3. Pit Cherries With Chopsticks
If not for the pesky pits, cherries would be the perfect fruit. You don't need to buy a special tool to make pitting cherries fast and easy. Find a clean glass bottle with a small opening through which a cherry won't fit. Place a cherry on the opening and push a chopstick through the fruit to push the pit into the bottle opening.
4. Speed Ripening in a Paper Bag
You can't hurry nature, but you can help it along a little. Force fruit to ripen quicker by placing it in a folded paper bag. Closing the bag traps the ethylene gas that the fruit produces as it ripens, speeding the process. This works with any fruit that continues to ripen after it is picked, like bananas and avocados.
5. Try Rice to Force Ripening
No paper bag? No problem. Uncooked rice can also be used to artificially speed the ripening process. Submerge unripened fruit in a container of white or brown rice and the fruit should be softer after a day or two.
6. Blanch Stone Fruit Before Peeling
Peeling peaches and nectarines is a notoriously frustrating job. The skin is thin and slippery; making a peach pie just isn't worth the trouble. Here's a trick to make life so much simpler. Carve an X shape (about 1 inch in size) into the fruit's peel. Plunge the fruit into boiling water for about 30 seconds and then immediately transfer it into an ice bath to cool. The peel should slip off easily.
7. Whack Seeds Out of Pomegranates
Pomegranates are one of those delicious fruits that people tend to avoid because they're so labor intensive. Don't deny yourself the sweet, tart juiciness of pomegranate seeds. First, roll the fruit around the counter under your palms to loosen the seeds. Cut the pomegranate in half and hold it upside down over a bowl. Use a wooden spoon to firmly and repeatedly whack the fruit; this should cause it to release its seeds.

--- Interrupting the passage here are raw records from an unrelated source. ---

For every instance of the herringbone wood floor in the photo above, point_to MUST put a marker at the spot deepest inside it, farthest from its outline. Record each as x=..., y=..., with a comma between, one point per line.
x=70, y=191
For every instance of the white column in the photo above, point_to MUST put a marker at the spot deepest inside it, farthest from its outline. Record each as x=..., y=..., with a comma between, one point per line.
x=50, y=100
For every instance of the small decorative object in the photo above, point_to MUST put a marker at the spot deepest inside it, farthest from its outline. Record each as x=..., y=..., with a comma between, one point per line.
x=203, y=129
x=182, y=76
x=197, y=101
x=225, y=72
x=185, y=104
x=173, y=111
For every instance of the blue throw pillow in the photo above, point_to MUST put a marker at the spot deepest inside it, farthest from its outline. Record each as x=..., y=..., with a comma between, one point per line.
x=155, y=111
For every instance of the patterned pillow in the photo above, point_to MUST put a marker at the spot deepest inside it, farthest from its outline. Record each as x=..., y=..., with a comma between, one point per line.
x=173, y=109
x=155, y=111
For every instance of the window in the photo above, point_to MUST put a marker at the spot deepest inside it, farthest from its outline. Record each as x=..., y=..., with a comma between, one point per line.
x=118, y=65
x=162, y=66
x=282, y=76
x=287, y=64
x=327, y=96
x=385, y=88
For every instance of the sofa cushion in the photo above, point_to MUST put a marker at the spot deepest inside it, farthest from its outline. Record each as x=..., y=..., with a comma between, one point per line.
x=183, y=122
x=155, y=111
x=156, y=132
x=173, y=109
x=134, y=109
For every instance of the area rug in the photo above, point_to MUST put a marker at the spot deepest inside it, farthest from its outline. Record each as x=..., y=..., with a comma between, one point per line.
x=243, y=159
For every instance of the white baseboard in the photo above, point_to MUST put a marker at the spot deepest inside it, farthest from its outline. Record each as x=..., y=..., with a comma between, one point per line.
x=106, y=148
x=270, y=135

8. Soften Grapefruit Sourness With Salt
It sounds counterintuitive, but you're just going to have to trust us: Grapefruit and salt really are a match made in heaven. Sprinkling a section of grapefruit with just a little table salt should cut the bitterness and actually make the fruit taste sweeter.

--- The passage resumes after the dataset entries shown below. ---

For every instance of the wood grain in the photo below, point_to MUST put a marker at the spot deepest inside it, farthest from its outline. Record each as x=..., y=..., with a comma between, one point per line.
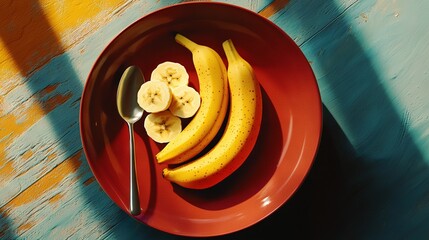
x=370, y=60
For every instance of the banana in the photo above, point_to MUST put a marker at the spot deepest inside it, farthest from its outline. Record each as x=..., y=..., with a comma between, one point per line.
x=154, y=96
x=240, y=134
x=172, y=73
x=205, y=124
x=162, y=126
x=186, y=101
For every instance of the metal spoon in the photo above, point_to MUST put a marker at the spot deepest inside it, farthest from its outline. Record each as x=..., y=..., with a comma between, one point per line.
x=131, y=112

9. Use a Rubber Band on Sliced Apple
If you cut an apple for the kids' lunch in the morning, they may reject the browned fruit at noon. Cut apple starts to turn brown when it's exposed to air. Counteract that effect by cutting a whole apple into slices or wedges and then reassembling it and wrapping a rubber band around the whole thing. When you slide off the band hours later, the fruit should still be crisp and white.
10. Peel Mango on Drinking Glasses
A sweet and tangy bite of ripe mango is worth any effort it takes to remove the fruit from its peel and central pit. One easy way to do this is to slice down the middle of the fruit, cutting two large sections of mango off either side of the pit. Grasp one half in your hand with the peel side against your palm and slide the fruit down the edge of a drinking glass. The glass should easily separate the flesh from the peel.